Twenty Twenty Five
It is the year of our lord two thousand twenty five. People have been sharing their retrospectives of the past year as well as plans for the coming year on all the social media. I have been fairly religiously avoiding most of those posts. I did still end up reading/viewing/hearing a few almost through osmosis. I am using this post to discuss the three I liked most and are all related to one another and funnily enough on three different forms of media.
Blog
Samir wrote a post connecting one of the principles of scrum (the software development ideology) and resolutions. I don’t know anything about agile or scrum but the point about planning and retrospective being 5-10% of the whole process was interesting. The rest is focusing on the now. I guess many of us have the tendency to quit our resolutions once whatever streak we have built up is broken. Instead if it is broken, it is broken, just start a new streak. Whatever the length, just do it today. And the next today and so on.
Mastodon
Glyph posted a Mastodon thread (which is a summary of a video by CGP Grey) about forming themes for the year, instead of resolutions. As an example, he suggests that instead of “Walk a mile daily”, if the theme is year of activity, then every time we reach a fork in a road and we have 25 free minutes, go the long way round instead of working the 25 minutes. The video goes in further detail, and suggests to pick a theme that resonates with our brain. As a next step (or to simplify the main step), CGP Grey suggests to maybe pick a theme for a season instead. A year is a long time, the themes (and us) may change after the season, or they may remain same.
YouTube
Third is a connected video by “productivity expert” Ali Abdaal. Like CGP Grey, he also points out that a year is too long and to instead focus on quarters since 90 days is something we can reasonably plan for. Whatever the overall goal for the year, split it into manageable chunks for a quarter and then focus on those goals for each quarter.
Some Thoughts
I have been guilty about spending 90+% of my time on planning and the retrospective (regret) (with the vast majority on the latter). I was reminded of the wonderful quote from Kung Fu Panda: “Yesterday is history. Tomorrow is a mystery. But today is a gift. That is why it is called present” (my choice of quotes probably reveals my level). I saw the movie 15+ years back and despite thinking of the quote often, still end up focusing on yesterdays and tomorrows. It is definitely not an easy idea to internalize and implement. Today is a good day to stop thinking about the failures of the last 15 years and instead focus on today.

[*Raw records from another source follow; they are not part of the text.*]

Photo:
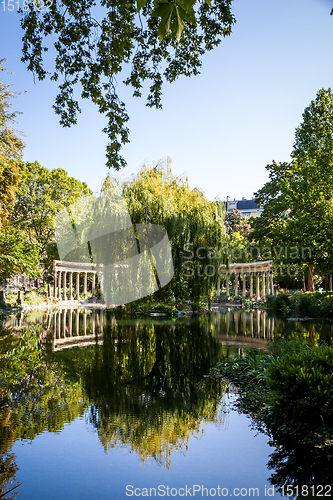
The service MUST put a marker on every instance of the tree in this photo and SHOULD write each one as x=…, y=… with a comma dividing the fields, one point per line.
x=298, y=199
x=41, y=195
x=153, y=40
x=195, y=228
x=11, y=147
x=17, y=254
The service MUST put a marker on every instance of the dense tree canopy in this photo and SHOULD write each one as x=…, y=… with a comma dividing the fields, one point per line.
x=11, y=146
x=95, y=42
x=195, y=228
x=298, y=199
x=43, y=193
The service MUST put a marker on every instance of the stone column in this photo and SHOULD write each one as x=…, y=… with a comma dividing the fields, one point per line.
x=77, y=286
x=244, y=322
x=70, y=286
x=236, y=285
x=77, y=322
x=85, y=320
x=257, y=286
x=85, y=286
x=258, y=322
x=59, y=324
x=93, y=322
x=93, y=287
x=55, y=284
x=101, y=320
x=70, y=321
x=244, y=285
x=272, y=329
x=236, y=321
x=264, y=324
x=65, y=285
x=55, y=324
x=59, y=285
x=101, y=284
x=64, y=314
x=263, y=275
x=251, y=322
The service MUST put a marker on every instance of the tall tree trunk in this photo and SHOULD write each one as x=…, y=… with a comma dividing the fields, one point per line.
x=310, y=278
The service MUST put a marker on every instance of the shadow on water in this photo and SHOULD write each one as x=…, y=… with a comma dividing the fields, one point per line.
x=142, y=384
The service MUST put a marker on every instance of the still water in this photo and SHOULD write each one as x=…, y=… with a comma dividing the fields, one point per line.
x=108, y=408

The past year has been a big one for us, we moved halfway across the world and are now trying to set up a new life (+work) in Munich. From a professional viewpoint, my goal of the year is to settle in to my new role. From a personal view, it is mainly going to be integrating well in Munich. So my theme of the year is going to be consolidation. I will start with a season/quarter of consolidation.
It cannot of course be a hard and fast rule. Our son is joining a German-only (for all practical purposes) kindergarten so being able to speak German as soon as possible would make this transition easier for all of us. Hence learning German is pretty much a necessity for us personally. But at every metaphorical fork in the road in the coming quarter (Jan-Mar), I will pick the option of consolidating what I have or know than picking the new option.
Writing clarifies thoughts. My brain is always so muddled and writing the above down helped. I should do this more.